B.D. : Et ce qu’on retrouve dans tes trois mises en scène, c’est l’utilisation de moyens technologiques pour travailler ce rapport entre l’animé et l’inanimé.
 
D.M. : C’est aussi le rapport au corps qui n’existe plus ou pas encore. Par exemple, DORS MON PETIT ENFANT est pour moi un récit des limbes; un poème dramatique qui joue une sorte de lieu d’avant la naissance. Après avoir créé LES AVEUGLES, j’avais envie de poursuivre cette exploration, de voir  comment pouvaient s’y rattacher d’autres dramaturgie avec la vidéo, comme solution plastique et scénique.
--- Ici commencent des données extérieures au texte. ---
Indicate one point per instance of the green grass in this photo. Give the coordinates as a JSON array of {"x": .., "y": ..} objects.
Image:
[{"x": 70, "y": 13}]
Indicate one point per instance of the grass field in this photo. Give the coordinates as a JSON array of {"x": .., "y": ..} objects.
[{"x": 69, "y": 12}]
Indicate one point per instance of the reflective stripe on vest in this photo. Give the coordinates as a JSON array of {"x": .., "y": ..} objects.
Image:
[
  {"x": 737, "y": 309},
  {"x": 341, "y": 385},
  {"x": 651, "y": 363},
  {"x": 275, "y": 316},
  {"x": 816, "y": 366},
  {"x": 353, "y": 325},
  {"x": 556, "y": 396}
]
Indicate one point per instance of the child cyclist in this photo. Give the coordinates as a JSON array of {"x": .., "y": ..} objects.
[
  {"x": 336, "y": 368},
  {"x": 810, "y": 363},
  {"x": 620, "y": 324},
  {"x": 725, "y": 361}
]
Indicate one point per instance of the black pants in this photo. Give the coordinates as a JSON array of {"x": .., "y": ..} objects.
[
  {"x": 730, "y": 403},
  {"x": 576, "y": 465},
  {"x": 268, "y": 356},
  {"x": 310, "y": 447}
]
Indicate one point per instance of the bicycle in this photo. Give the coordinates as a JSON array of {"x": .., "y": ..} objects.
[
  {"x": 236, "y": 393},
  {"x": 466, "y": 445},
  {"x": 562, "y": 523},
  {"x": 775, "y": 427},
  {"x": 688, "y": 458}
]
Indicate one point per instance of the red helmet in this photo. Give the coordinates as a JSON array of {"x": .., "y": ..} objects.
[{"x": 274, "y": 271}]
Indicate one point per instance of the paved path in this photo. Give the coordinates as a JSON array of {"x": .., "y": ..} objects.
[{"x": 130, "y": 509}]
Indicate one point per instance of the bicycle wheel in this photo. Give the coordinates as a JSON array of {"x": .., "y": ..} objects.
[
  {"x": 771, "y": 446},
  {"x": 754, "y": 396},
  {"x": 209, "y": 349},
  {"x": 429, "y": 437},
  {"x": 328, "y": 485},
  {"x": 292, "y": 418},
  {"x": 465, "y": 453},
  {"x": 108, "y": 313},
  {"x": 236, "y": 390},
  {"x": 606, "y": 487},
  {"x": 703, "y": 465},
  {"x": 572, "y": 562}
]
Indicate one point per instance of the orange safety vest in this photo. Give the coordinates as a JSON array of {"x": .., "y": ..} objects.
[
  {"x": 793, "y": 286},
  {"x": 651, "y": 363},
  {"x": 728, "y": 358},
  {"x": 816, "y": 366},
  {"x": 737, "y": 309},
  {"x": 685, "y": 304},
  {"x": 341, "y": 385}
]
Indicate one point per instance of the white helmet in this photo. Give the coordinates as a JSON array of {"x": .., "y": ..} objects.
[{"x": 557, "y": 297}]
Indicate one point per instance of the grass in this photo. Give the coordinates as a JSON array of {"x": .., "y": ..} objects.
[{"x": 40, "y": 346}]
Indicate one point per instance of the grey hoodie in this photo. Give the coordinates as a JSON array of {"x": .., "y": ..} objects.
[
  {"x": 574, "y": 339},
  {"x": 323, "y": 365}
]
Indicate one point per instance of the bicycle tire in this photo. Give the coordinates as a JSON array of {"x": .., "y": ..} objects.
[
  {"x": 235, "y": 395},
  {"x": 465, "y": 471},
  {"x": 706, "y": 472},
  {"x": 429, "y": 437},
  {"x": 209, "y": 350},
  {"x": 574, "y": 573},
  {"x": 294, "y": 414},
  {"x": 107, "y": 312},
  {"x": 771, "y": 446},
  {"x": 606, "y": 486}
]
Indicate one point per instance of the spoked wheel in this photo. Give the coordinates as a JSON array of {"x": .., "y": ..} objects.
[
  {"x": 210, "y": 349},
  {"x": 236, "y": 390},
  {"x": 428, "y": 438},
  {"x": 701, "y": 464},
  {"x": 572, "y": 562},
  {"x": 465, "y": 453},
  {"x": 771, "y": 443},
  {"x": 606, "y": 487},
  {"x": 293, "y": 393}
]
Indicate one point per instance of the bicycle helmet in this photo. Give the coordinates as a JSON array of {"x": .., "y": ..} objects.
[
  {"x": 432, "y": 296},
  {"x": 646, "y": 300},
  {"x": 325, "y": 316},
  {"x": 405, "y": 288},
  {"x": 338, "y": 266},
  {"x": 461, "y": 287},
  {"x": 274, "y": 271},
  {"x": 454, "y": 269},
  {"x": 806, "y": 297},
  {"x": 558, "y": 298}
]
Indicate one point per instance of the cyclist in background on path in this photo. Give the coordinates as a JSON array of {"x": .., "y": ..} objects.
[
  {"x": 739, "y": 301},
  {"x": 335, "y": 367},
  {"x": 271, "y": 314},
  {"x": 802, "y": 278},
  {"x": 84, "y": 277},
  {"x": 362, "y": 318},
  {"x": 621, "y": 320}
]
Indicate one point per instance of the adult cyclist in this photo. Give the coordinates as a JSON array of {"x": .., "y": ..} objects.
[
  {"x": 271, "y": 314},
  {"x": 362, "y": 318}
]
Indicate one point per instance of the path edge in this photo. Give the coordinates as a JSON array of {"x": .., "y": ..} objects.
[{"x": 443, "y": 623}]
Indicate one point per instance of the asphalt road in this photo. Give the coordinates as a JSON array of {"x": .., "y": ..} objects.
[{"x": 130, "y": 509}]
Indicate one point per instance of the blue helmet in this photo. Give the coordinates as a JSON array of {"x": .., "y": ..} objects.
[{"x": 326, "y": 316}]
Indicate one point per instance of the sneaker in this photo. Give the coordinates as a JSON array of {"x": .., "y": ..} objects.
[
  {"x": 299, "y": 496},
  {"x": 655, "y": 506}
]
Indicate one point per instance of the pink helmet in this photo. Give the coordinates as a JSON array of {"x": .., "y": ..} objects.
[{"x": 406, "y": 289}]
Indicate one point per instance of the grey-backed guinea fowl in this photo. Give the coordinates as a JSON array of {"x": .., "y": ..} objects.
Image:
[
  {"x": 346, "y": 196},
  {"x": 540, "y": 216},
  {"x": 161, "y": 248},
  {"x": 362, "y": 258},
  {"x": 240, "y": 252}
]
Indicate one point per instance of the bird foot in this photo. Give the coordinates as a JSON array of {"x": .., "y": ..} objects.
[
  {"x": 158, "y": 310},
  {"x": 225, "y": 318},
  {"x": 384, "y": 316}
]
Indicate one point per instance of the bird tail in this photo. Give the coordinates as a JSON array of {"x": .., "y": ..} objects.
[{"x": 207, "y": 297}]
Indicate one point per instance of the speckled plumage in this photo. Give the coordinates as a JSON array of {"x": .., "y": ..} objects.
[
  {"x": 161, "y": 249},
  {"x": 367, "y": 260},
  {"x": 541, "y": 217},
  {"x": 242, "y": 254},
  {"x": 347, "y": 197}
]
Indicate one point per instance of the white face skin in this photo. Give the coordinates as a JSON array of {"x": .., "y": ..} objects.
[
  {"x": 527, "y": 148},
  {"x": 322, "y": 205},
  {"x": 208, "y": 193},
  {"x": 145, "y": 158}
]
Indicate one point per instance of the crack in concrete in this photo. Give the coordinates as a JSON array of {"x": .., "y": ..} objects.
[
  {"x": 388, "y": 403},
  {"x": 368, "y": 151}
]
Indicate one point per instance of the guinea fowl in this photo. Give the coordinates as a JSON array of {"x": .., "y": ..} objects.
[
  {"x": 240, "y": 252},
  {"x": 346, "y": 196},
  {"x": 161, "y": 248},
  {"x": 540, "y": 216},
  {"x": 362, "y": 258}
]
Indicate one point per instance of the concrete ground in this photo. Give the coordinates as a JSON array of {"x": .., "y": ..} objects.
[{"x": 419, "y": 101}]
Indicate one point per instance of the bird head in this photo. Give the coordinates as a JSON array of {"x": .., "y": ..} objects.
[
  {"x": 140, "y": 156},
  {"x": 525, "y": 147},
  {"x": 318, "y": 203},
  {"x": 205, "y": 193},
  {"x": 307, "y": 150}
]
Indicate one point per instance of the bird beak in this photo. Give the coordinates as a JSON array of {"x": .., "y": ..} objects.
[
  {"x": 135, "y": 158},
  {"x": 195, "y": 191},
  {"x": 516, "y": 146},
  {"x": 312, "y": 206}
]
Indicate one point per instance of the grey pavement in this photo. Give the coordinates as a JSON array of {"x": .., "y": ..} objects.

Pour COMÉDIE de Beckett c’était évident avec ses jeux de projecteurs orchestrant la représentation, et d’une certaine façon, ma démarche s’inscrivait aussi dans la logique expérimentale de Marin Karmitz qui avait réalisé l’œuvre pour le cinéma en 1966. Des icônes statufiées condamnées à ressasser des fragments du discours amoureux à l’infini, dans une vitesse effrénée… Mais la rencontre avec Jon Fosse et ce court texte en particulier, m’a vraiment donné envie de voir comment on pouvait le relier à l’expérience des AVEUGLES. Finalement, cela s’est fait très simplement : en déposant trois petites poupées sur une tablette dans un univers tout blanc qui venait jouer l’envers du décor des AVEUGLES, qui est un lieu où se termine la vie, où s’effectue un passage. DORS MON PETIT ENFANT c’est un autre passage, c’est celui vers la vie, à partir d’un lieu d’incertitude, un lieu de tous les possibles.